BAGHDAD — Iraq’s leaders grappled Thursday over the death sentences for three former Saddam Hussein regime heavyweights – including the notorious enforcer known as “Chemical Ali” – amid warnings the hangings could inflame sectarian violence and derail efforts at reconciliation.
But any serious delays in carrying out the executions also risk backlash from the victims of Hussein’s attacks, including Kurds who faced a brutal crackdown in the 1980s that led to the death sentences.
The bind grew more difficult as Sunni leaders pressed to delay the hangings, saying they could incite violence and cripple already fragile bids to improve ties between rival groups.
A court last month upheld the genocide and war-crimes convictions against the three former regime insiders for their roles in the Operation Anfal campaign against autonomy-seeking Kurds in the 1980s that claimed more than 100,000 lives.
Baghdad’s attacks – including the use of poison gas – came to symbolize the cruelty of Hussein’s grip on power and brought the nickname “Chemical Ali” to one of the masterminds, Hussein’s cousin Ali Hassan al-Majid.
The others sentenced are former Defense Minister Sultan Hashim al-Tai and Hussein Rashid Mohammed, former deputy operations director of the Iraqi armed forces.
The court ordered the hangings to occur within 30 days. They were put off until the end of the holy month of Ramadan, which ended earlier this week. U.S. and Iraqi officials said the men remained in U.S. custody Thursday.
Elsewhere Thursday, U.S. forces detained 15 suspected militants in raids, while an insurgent threw a hand grenade into a school in the south, wounding six boys. A car bomb targeted an Iraqi army patrol in Hawija, killing three soldiers and injuring 11 civilians.

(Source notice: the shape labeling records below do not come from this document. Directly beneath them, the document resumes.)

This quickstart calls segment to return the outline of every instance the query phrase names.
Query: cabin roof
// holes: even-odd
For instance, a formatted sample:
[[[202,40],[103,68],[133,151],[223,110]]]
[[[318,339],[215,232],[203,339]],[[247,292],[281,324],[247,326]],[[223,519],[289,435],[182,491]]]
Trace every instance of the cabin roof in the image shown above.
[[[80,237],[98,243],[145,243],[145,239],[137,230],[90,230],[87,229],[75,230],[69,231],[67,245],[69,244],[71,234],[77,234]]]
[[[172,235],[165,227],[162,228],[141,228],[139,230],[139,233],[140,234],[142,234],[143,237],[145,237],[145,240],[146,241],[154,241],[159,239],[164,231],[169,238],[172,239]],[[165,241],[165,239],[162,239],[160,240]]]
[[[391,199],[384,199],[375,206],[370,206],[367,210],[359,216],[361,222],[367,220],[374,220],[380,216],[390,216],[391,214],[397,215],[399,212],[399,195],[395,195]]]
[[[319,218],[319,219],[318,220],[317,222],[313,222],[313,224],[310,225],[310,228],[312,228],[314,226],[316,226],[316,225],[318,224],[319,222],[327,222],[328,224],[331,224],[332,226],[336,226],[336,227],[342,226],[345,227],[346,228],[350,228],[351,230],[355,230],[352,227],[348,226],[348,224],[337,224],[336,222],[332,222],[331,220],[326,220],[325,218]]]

Iraqi police said the U.S. military fatally shot three men and one woman and injured another woman in their car on a road near Baiji.
McClatchy Newspapers contributed to this report.

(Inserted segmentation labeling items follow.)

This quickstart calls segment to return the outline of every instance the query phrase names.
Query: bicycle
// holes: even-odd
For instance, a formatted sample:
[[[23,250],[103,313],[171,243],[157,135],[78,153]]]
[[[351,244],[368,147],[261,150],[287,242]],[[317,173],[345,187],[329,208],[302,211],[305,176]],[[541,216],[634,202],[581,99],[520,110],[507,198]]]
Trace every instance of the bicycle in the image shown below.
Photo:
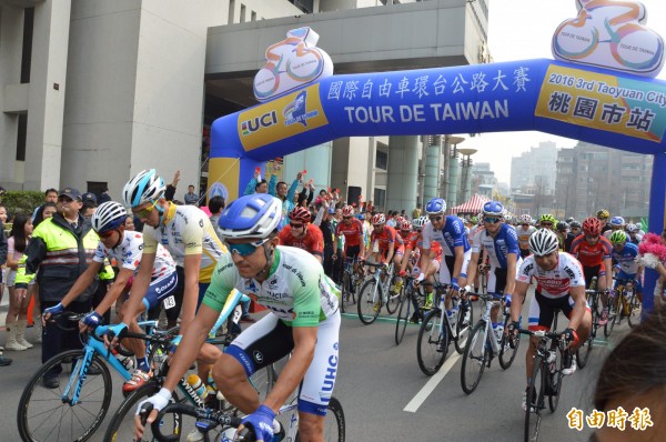
[[[344,259],[344,271],[342,273],[342,290],[340,295],[340,311],[344,313],[347,304],[356,303],[356,290],[363,282],[360,271],[356,271],[356,264],[361,262],[355,258]]]
[[[395,321],[395,344],[400,345],[405,335],[405,329],[407,322],[412,320],[412,317],[421,318],[423,305],[425,303],[425,294],[421,291],[421,288],[414,287],[415,278],[405,277],[405,284],[403,285],[402,301],[400,309],[397,310],[397,320]],[[414,309],[414,312],[412,312]],[[417,323],[417,322],[416,322]]]
[[[395,293],[391,285],[393,285],[394,278],[400,277],[393,275],[393,263],[387,268],[385,264],[374,262],[366,262],[365,265],[374,267],[375,272],[374,277],[365,281],[361,288],[356,307],[361,322],[370,325],[380,315],[382,307],[386,305],[389,314],[393,314],[397,310],[401,292]]]
[[[472,394],[476,390],[485,368],[491,368],[493,358],[498,356],[500,366],[503,370],[508,369],[516,359],[521,344],[519,334],[514,338],[513,345],[509,345],[509,336],[506,333],[502,335],[501,340],[497,340],[491,324],[491,310],[496,305],[496,301],[491,294],[477,293],[476,295],[485,302],[485,311],[470,332],[463,354],[461,385],[467,394]],[[511,312],[504,301],[501,305],[504,311],[503,330],[507,330],[511,323]]]
[[[440,371],[444,364],[452,341],[460,354],[464,352],[463,341],[467,338],[473,323],[472,305],[466,299],[452,297],[451,314],[448,312],[442,314],[446,311],[445,294],[451,285],[436,283],[433,287],[436,290],[437,307],[425,314],[421,329],[418,329],[416,346],[418,368],[428,376]]]
[[[555,317],[555,324],[556,322],[557,315]],[[565,368],[563,353],[566,349],[566,341],[561,338],[561,332],[519,329],[518,333],[538,338],[538,345],[534,355],[534,369],[527,386],[527,406],[525,410],[525,441],[536,442],[541,426],[542,410],[546,408],[545,398],[548,396],[551,412],[555,412],[559,403],[562,380],[564,376],[562,370]],[[557,363],[558,359],[559,363]]]
[[[69,312],[53,315],[52,320],[64,331],[78,330],[78,322],[84,314]],[[75,322],[68,328],[60,319]],[[167,352],[176,330],[167,332],[155,331],[157,321],[142,321],[141,327],[148,327],[148,334],[131,333],[127,338],[142,339],[148,342],[147,354],[152,365],[158,350]],[[104,346],[103,335],[110,328],[99,325],[81,350],[64,351],[47,361],[26,385],[17,412],[19,434],[23,441],[85,441],[100,426],[111,402],[111,373],[107,361],[125,381],[131,379],[130,371],[120,359]],[[128,356],[124,351],[122,355]],[[91,374],[91,369],[92,373]],[[50,390],[40,388],[44,374],[60,371],[58,376],[64,388]],[[99,373],[99,374],[98,374]],[[91,406],[91,410],[88,406]],[[98,409],[99,408],[99,409]],[[98,410],[95,410],[98,409]]]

Kurds protest Turkey’s vote for action
IRBIL, IRAQ — Thousands of Kurds joined rallies across northern Iraq and marched to U.N. offices Thursday to protest a vote by Turkey’s lawmakers that backed possible cross-border attacks against Kurdish rebel camps.
The Turkish vote Wednesday removed the last legal obstacle to an offensive to root out guerrillas seeking autonomy for the mostly Kurdish region of southeastern Turkey. There were no signs of imminent military strikes, and the United States and the Iraqi government have urged restraint.
“No to military action. Yes to dialogue,” demonstrators shouted as more than 5,000 people headed to U.N. offices in Dahuk, near the Turkish border.
Protesters delivered a document calling for U.N. intervention to stop any further incursions into Iraq by Turkey – which has sent troops in past decades to chase the Kurdish Workers’ Party, or PKK.
Stability in Iraq a long-term project
WASHINGTON — Teaching local officials in Iraq to govern themselves and provide their citizens with basic services will take “years of steady engagement.” It also will rely heavily on the U.S. government’s ability to recruit skilled civilians, investigators told a House panel Thursday.
“Stability operations is not a game for pick up teams,” said Robert Perito, a security expert at the United States Institute of Peace in Washington.
The United States has dispatched various provincial reconstruction teams in Iraq and Afghanistan to teach, coach and mentor Iraqis in towns and provinces. Staffed mostly by civilian officials, with the military providing security, the teams show promise but with an effectiveness that is difficult to judge because the needs vary greatly from province to province.